Unfortunately I didn't enjoy it as much as I'd hoped.
Now, that doesn't mean I hated it. I gave the book three stars and didn't give up on the book halfway through, but I also donated it as soon as I finished and removed the other two books from my to-read shelf.
I had quite a few issues with the book, so I'll try to keep them as concise as possible, though there will be some spoilers. Nothing extreme, but some details:
Anna was a bland character for me. Her personality was described in a way that read very much like a filler character, which is not good if you consider that she is the narrator of the story. She also doesn't make the wisest decisions about self preservation (she goes running in a strange place all alone).

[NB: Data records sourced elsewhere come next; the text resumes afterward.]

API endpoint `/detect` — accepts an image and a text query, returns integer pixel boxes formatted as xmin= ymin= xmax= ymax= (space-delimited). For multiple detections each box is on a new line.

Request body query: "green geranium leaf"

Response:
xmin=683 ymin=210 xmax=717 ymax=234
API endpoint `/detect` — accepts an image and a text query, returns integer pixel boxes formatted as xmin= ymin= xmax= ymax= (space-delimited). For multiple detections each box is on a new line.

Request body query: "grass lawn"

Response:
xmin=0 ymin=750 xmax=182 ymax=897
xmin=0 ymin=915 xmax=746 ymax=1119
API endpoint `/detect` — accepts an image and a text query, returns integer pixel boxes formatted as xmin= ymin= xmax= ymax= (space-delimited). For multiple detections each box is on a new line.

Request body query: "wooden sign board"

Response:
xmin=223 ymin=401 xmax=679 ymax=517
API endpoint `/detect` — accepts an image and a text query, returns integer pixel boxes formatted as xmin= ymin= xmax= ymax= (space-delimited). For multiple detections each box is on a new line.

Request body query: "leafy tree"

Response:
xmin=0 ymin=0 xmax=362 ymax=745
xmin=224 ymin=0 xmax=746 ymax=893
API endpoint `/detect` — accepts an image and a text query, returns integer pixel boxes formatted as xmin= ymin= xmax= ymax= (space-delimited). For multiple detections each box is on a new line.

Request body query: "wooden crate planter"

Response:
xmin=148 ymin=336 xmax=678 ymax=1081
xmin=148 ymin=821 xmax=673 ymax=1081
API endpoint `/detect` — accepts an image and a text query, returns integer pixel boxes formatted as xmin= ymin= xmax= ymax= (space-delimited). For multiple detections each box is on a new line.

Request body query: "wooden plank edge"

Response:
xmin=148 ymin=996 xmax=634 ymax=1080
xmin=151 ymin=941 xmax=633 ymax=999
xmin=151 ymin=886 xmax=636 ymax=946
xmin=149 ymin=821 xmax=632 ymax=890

The dialogue was forced and didn't always fit with the plot (example: at one point Anna says something about making a lot of bad decisions when the amount of bad decisions is three. Now, three bad decisions isn't great, I suppose, but it's not "a lot" if you take into account what those decisions are and the character's apparent lack of getting in trouble her whole life etc.).
Kaiden came across less like a suave Casanova character and more like a leery creep.
The love scenes are written in a very choppy manner that made the the equivalent of cinematic shaky cam scenes. This probably doesn't bother everyone, but it's something that gives me a headache to make sense out of.
The book pushes the "He didn't take advantage of me when he could have, so clearly I'm in love with him and he's perfect" ideal which is tiring. I realize Kai is half lust demon, so it's probably extremely difficult for him not to do so in the book's world (which is shaky justification, but I'll let it slide), but he wasn't being prince charming, he was being a decent human being.
The character Scott apparently has a reputation for being a creep who likes slip girls drugs to take advantage of them, however, that doesn't fit with how long rumors went around about Anna. By the time the next year rolled in, the school should have been talking about Scott and another girl, not Scott and Anna and what happened at the beginning of summer party.
There is some word redundance.
The book, for me, started out not great and made its way to almost good by the end, however that wasn't enough to make me want to buy the other books. Perhaps I'll finish the trilogy one day, but it will definitely be a "borrow" series for me, and not a "must purchase".